Turek noted that the company always sees a slight uptick in the auto loan delinquency rate during the fourth quarter. The financial pressures of holiday shopping can lead some borrowers to delay or skip a loan payment — a dynamic that also leads to higher late-payment rates for credit cards and home loans.

Even so, the fourth quarter's late-payment rate remained near the lowest rate on TransUnion's records going back to 1999. That record-low rate, 0.33 percent, was recorded in the second quarter of last year.

The national late-payment rate on auto loans peaked in the first three months of 2000 at 2.39 percent, the firm said.

If the firm said that, I'd be very surprised.

Turek in 2010 previously stated, here, that the peak was in late 2008, at 0.86%, which is 160% higher than the all time low on TransUnion's scale:

"The good news is that TransUnion expects national auto delinquency rates to continue to be well below the peak of 0.86 percent -- a rate experienced during the heart of the recession in the fourth quarter of 2008."

TransUnion's own graphic shows that the scale of the national rate is measured in tenths and hundreths of a percent, while the scale measuring the worst delinquencies in the worst of times in the worst states doesn't even reach as high as 1.80%:














So something is really amiss with the AP story.

Separately, a story here from March 2011 indicates that auto loan delinquencies, measured using a different scale but with a similar difference between highs and lows in the neighborhood of 160%, were never higher than in 2008-2009, which rules out the year 2000 for worst year in modern times for auto loan delinquencies:

From late 2008 through 2009, dealers and consumers found themselves in the midst of the worst credit crisis in modern US history.
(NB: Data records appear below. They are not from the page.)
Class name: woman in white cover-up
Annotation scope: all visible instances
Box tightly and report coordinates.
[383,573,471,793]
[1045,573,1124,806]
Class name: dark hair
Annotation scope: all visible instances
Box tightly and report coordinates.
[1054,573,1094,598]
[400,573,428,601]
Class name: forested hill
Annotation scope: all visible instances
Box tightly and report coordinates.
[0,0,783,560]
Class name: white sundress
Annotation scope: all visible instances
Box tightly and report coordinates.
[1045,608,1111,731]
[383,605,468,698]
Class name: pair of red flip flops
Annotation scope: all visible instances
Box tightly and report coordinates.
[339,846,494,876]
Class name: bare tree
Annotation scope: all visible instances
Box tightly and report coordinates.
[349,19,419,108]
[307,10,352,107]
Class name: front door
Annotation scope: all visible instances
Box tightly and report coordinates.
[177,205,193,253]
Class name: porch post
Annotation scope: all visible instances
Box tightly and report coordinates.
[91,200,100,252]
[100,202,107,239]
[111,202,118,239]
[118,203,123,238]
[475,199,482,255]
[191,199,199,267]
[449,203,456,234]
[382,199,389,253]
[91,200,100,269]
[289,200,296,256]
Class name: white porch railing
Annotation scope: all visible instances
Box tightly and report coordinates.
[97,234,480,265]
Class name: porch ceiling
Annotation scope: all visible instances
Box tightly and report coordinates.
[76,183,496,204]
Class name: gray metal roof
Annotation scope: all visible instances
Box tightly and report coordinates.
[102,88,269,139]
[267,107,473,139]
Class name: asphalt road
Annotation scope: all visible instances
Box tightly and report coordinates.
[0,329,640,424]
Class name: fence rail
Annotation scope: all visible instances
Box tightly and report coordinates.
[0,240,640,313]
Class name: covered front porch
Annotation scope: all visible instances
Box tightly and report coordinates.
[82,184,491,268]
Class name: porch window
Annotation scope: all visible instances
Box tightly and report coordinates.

Lending activity froze, thus limiting dealers’ ability to finance their inventories and provide consumers access to auto loans. With unemployment rising and home foreclosures breaking records during this time, auto loan delinquencies peaked as well. Normally, seriously delinquent (90-plus days past due) auto loans represent between 4% and 7% of outstanding auto loans. In the fourth quarter of 2008, however, such loans totaled $8.5 billion and 13.9% of outstanding auto loans. In the first quarter of 2009 that share climbed to a historic high of 15.9%. Fortunately for the auto-sales industry, delinquencies, in value and percentage terms, rapidly declined during the second half of 2010.

Messages left with two different individuals in TransUnion's media relations department in Chicago yesterday seeking confirmation of the AP story remain unanswered at this hour.